Nous sortons au sommet, dans un brouillard à coupé au couteau, un peu désorientés par l'altitude, l'émotion d'être là et cette purée de poids qui nous avale. On devine à peine la longue arête Est. On ne voit pas celle Sud. On ne voit plus la terre. Où est-on ? C'est comme si le sommet était devenu une île, suspendue dans les nuages. Mais par où descendre ?

L'espace de quelques secondes je me demande si la montagne nous laissera partir... La bonne nouvelle : il y a des emplacements de bivouac. La mauvaise : il faut redescendre, demain matin notre vie au bureau reprend... On sort même la boussole et la carte pour se réorienter, c'est dire...

Dommage pour la vue. Mais nous avons trouvé la sortie. Nous entamons la descente par la voie normal, dite "paumatoire", mais que j'ai trouvée évidente et plutôt bien décrite sur Camp-to-Camp.

Dans la descente avant de passer côté glacier de Vallonpierre

Dans la descente avant de passer côté glacier de Vallonpierre

La montée était longe, la descente l'est tout autant.. Elle permet de rester un peu plus sur cette montagne et de découvrir son versant Sud, côté Champsaur. Le plafond nuageux se relève un peu et nous laisse apercevoir, au loin le Viso, un peu plus proche le sommet du Drouvet et la station d'Orcières. C'est amusant : le Sirac était notre plan B. Le plan A était l'arête Est du Viso, mais la météo en a décidé autrement...

Retour au refuge de Vallonpierre, à l'heure du repas. On a faim, mais nous avons juste le temps d'y prendre un verre, de refaire nos sacs, puis de redescendre dans la vallée, en espérant arriver à la route juste avant la nuit...

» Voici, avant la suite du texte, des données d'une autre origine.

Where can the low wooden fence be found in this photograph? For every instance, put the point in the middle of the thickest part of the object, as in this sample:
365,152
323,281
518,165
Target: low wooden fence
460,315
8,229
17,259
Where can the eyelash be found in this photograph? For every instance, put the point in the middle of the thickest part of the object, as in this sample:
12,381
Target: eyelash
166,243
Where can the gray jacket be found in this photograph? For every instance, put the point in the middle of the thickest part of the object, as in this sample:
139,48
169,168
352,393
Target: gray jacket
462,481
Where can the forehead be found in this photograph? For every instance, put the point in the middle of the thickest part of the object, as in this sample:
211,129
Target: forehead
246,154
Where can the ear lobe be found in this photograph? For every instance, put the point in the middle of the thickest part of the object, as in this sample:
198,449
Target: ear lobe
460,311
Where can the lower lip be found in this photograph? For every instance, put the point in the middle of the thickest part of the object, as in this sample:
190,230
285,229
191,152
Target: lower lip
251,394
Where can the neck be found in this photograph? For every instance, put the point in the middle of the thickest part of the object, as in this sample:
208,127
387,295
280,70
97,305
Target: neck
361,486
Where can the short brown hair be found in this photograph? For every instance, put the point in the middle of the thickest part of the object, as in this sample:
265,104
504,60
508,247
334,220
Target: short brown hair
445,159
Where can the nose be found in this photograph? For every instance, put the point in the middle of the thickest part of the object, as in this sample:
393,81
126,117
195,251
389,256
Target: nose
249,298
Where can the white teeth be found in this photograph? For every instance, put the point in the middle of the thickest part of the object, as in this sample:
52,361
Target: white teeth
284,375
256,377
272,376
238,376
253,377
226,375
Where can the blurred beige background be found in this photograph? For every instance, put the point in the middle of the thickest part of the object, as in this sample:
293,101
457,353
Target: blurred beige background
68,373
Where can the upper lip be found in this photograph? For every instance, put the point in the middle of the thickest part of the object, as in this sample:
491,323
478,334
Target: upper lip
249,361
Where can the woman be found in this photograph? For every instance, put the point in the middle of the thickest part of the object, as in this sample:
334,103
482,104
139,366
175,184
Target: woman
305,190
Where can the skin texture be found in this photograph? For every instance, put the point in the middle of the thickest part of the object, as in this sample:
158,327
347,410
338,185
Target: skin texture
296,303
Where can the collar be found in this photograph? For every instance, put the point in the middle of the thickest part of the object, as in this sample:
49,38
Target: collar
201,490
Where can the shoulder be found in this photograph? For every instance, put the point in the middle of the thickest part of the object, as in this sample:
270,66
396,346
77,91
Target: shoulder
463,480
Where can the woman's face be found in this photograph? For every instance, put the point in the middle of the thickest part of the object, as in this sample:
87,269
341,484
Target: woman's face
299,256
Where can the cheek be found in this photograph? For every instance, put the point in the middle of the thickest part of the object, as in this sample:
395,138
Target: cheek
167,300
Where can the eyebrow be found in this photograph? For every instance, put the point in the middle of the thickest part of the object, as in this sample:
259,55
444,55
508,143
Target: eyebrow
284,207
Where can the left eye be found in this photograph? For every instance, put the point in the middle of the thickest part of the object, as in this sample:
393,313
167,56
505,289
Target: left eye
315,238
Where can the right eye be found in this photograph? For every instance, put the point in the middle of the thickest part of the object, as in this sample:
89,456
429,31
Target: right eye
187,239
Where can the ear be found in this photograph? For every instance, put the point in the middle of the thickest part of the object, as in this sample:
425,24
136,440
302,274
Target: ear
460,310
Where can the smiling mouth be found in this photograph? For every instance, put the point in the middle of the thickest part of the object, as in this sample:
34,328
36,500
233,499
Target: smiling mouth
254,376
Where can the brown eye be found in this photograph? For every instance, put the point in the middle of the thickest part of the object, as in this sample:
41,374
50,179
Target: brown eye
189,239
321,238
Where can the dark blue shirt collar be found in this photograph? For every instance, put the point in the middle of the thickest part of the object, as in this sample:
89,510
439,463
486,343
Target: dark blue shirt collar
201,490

J'ai trouvé que cette arête Nord du Sirac avait tout d'une grande. Un "petit" Viso dans les Alpes du Sud, dans nos Ecrins. Vraiment un beau sommet, sauvage, immense, pour ceux qui aiment les grandes bambées interminables. Parce que quand on est enfin arrivé au refuge, il fait encore redescendre dans la vallée.

Le Sirac ne se quitte pas facilement...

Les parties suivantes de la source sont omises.